# Is pee pad/litter box training actually possible?



## Arcticfox (Dec 12, 2011)

I also live in an apartment with a 5 month old puppy, I know what you mean about getting outside! She didn't want to pee on the pads I set out, not matter when I took her to them, even though she was paper trained and pad trained at the breeder's house. So we just took her outside A LOT. Every hour on the hour for a week or so, then every 2 hours, we are now up to every 3-4 hours. She hasn't had an accident our apartment for a month now, but she has peed once in the hall, and a few times in pet stores. I try to distract her in the hallway by practicing sits, paw, watch me, etc so she doesn't get a chance to pee. So, it's a work in progress, but we are managing. When I don't want to be bothered, I just keep her away from people, don't make eye contact, put yourself between the other person and your dog, actually say no if needed. It can be done! 
If you really want to train them on pee pads though, I'd suggest some sort of boxed in contraption that they have to step into, rather than a flat pad. Too often I've heard of dogs just putting their front paws on the pad then letting loose. I'm not sure how to get them to poop on one though.


----------



## BorderKelpie (Dec 3, 2011)

Good point about the box, Articfox. My Bug will use the pad for pee, but tends to poop right beside it. Maybe if I make a little border, he'll catch on better.

I trained a Shih tzu to a litter pan with potty pads, and back in the day when I was young and stupid  I accidently trained a Dobe to a litter box, much to my cat's dismay. 

amafisher, does your apt have a balcony or terrace or anything simliar? Reason I'm asking is you may want to put the potty pad out on the terrace to get your poodle used to going outside without having to deal with hoardes of poodle admirerers. Oh, and not to disappoint you too much, but even with a perfectly housetrained dog, you will always need the Nature's Miracle around - if nothing else, vomit happens. 
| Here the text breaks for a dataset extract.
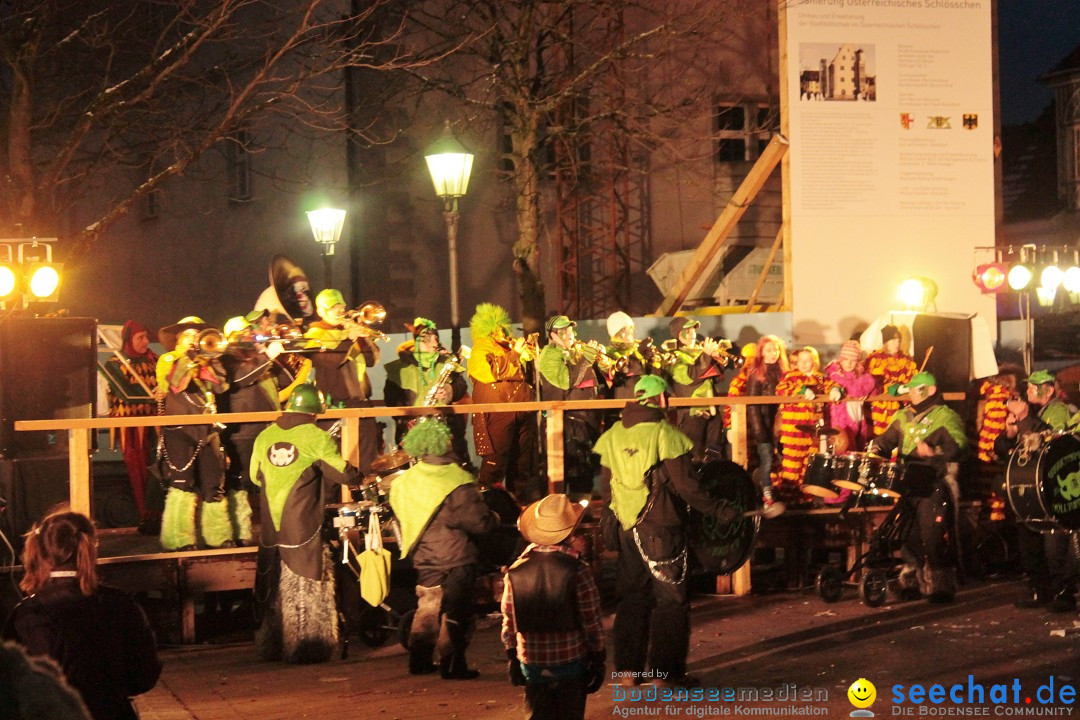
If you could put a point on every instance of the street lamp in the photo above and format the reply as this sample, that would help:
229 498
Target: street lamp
450 164
326 226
(that stuff works well for accidents done by toddler's, too)


----------



## sandooch (Jan 20, 2011)

I had problems with pads for Gigi as well. Usually dogs do not like to poop where they've peed and visa versa. Gigi had several accidents. Someone on a toy poodle forum told me about The Rascal. That's the dog litter box with the fake grass. The moment I got that and put it down, it was like Gigi knew what to do. She climbed in and peed away. She also poops in it. It took a while longer for her to realize that she could poop in it, too. I think not having to step directly in her on pee on a pad made it alright for her to poo there, too.
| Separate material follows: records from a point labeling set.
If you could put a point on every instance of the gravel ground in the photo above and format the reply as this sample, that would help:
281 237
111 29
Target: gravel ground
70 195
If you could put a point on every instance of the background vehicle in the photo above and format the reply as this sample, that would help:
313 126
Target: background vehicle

I place a pee pad underneath the grass and change that out daily (more often if my cats decide it's more convenient to use the grass than their litter box). The grass gets hosed down once a week and washed (inside a zippered pillow case cover) once a week with detergent, borax and clorox to remove odor. I have a least two 2'X 2' grass mats on hand always (they need to be replaced about every 4-5 months or so because they start to fall apart in the wash). If I just leave the pad in her box while I wash the grass and she's peed on it, she may poop somewhere else.

Hope that helps.


----------